In after-hours trading, FedEx’s shares rose by 5% after the company exceeded analysts’ expectations with adjusted earnings of $4.55 per share. Conversely, though KB Home outperformed Wall Street’s predictions, the homebuilding company’s stock dropped by 2%.

Marketing automation firm Klaviyo, which became a public entity on Wednesday, experienced a dip of almost 2% after the closing bell.

The major market indices closed at session lows following the Federal Reserve’s announcement that it would maintain interest rates at their current level, but expect another rate hike before year-end. Federal Reserve Chair Jerome Powell expressed optimism about the economic outlook, specifically highlighting an upward revision on GDP growth for 2023.

Adding to the market jitters, the 10-year Treasury yield reached its highest point since November 2007. This development puts pressure on the banking system, which relies on borrowing at lower rates to lend at higher rates.

Investors are eagerly awaiting additional economic data, including weekly jobless claims and existing home sales, which are expected to be released on Thursday.
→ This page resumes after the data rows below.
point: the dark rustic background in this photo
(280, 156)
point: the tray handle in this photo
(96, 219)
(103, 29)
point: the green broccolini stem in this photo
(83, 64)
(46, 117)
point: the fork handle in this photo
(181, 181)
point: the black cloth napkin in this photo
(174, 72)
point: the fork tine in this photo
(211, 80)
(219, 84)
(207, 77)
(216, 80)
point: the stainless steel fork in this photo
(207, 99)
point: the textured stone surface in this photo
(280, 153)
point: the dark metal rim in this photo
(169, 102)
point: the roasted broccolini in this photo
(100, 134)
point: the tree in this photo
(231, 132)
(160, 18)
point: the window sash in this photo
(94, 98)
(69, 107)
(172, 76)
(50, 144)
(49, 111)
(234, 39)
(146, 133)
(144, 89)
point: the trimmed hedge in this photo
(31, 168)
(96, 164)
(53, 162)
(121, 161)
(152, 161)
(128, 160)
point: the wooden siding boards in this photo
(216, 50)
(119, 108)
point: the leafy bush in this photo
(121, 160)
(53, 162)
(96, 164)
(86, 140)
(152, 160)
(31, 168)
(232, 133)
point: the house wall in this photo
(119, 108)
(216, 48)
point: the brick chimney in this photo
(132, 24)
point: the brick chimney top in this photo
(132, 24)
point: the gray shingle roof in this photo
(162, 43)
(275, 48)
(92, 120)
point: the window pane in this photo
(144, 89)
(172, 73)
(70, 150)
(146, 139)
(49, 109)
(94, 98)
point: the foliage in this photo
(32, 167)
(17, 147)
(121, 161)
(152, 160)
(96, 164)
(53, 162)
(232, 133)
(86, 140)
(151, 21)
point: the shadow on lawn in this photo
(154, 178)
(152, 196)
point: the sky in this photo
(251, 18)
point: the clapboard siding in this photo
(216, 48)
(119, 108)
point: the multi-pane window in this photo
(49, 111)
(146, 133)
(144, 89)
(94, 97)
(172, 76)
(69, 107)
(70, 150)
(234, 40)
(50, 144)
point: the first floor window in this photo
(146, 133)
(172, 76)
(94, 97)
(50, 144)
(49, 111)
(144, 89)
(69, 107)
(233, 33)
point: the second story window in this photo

These reports will offer further insight into the state of the economy and could impact market sentiment and trading patterns.

The Federal Reserve’s projections continue to be closely scrutinized by investors as they navigate the ever-changing financial landscape. As the market reacts to new information, traders and analysts remain poised to seize opportunities and mitigate risks in this dynamic environment.